Binary Data in JSON String. Something better than Base64
Binary Data in JSON String. Something better than Base64
The JSON format natively doesn't support binary data. The binary data has to be escaped so that it can be placed into a string element (i.e. zero or more Unicode chars in double quotes using backslash escapes) in JSON.
An obvious method to escape binary data is to use Base64. However, Base64 has a high processing overhead. Also it expands 3 bytes into 4 characters which leads to an increased data size by around 33%.
One use case for this is the v0.8 draft of the CDMI cloud storage API specification. You create data objects via a REST-Webservice using JSON, e.g.
PUT /MyContainer/BinaryObject HTTP/1.1 Host: cloud.example.com Accept: application/vnd.org.snia.cdmi.dataobject+json Content-Type: application/vnd.org.snia.cdmi.dataobject+json X-CDMI-Specification-Version: 1.0 { "mimetype" : "application/octet-stream?, "metadata" : [ ], "value" : "TWFuIGlzIGRpc3Rpbmd1aXNoZWQsIG5vdCBvbmx5IGJ5IGhpcyByZWFzb24sIGJ1dCBieSB0aGlz IHNpbmd1bGFyIHBhc3Npb24gZnJvbSBvdGhlciBhbmltYWxzLCB3aGljaCBpcyBhIGx1c3Qgb2Yg dGhlIG1pbmQsIHRoYXQgYnkgYSBwZXJzZXZlcmFuY2Ugb2YgZGVsaWdodCBpbiB0aGUgY29udGlu dWVkIGFuZCBpbmRlZmF0aWdhYmxlIGdlbmVyYXRpb24gb2Yga25vd2xlZGdlLCBleGNlZWRzIHRo ZSBzaG9ydCB2ZWhlbWVuY2Ugb2YgYW55IGNhcm5hbCBwbGVhc3VyZS4=", }
Are there better ways and standard methods to encode binary data into JSON strings?

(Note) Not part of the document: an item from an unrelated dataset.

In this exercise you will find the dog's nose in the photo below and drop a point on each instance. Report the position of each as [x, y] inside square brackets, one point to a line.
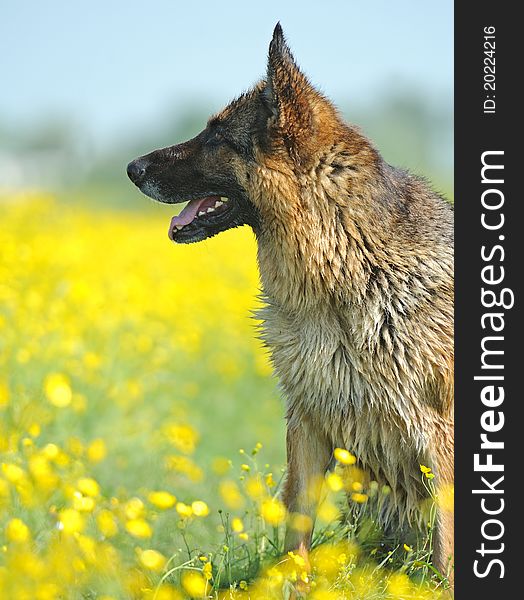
[136, 171]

Answer by richardtallent for Binary Data in JSON String. Something better than Base64
yEnc might work for you:
http://en.wikipedia.org/wiki/Yenc
Answer by jsoverson for Binary Data in JSON String. Something better than Base64
Since you're looking for the ability to shoehorn binary data into a strictly text-based and very limited format, I think Base64's overhead is minimal compared to the convenience you're expecting to maintain with JSON. If processing power and throughput is a concern, then you'd probably need to reconsider your file formats.
Answer by a paid nerd for Binary Data in JSON String. Something better than Base64
(Edit 7 years later: Google Gears is gone. Ignore this answer.)

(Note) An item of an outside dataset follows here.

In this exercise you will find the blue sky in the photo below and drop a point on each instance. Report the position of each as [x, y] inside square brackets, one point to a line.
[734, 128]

The Google Gears team ran into the lack-of-binary-data-types problem and has attempted to address it:
JavaScript has a built-in data type for text strings, but nothing for binary data. The Blob object attempts to address this limitation.
Maybe you can weave that in somehow.
Answer by hobbs for Binary Data in JSON String. Something better than Base64
There are 94 Unicode characters which can be represented as one byte according to the JSON spec (if your JSON is transmitted as UTF-8). With that in mind, I think the best you can do space-wise is base85 which represents four bytes as five characters. However, this is only a 7% improvement over base64, it's more expensive to compute, and implementations are less common than for base64 so it's probably not a win.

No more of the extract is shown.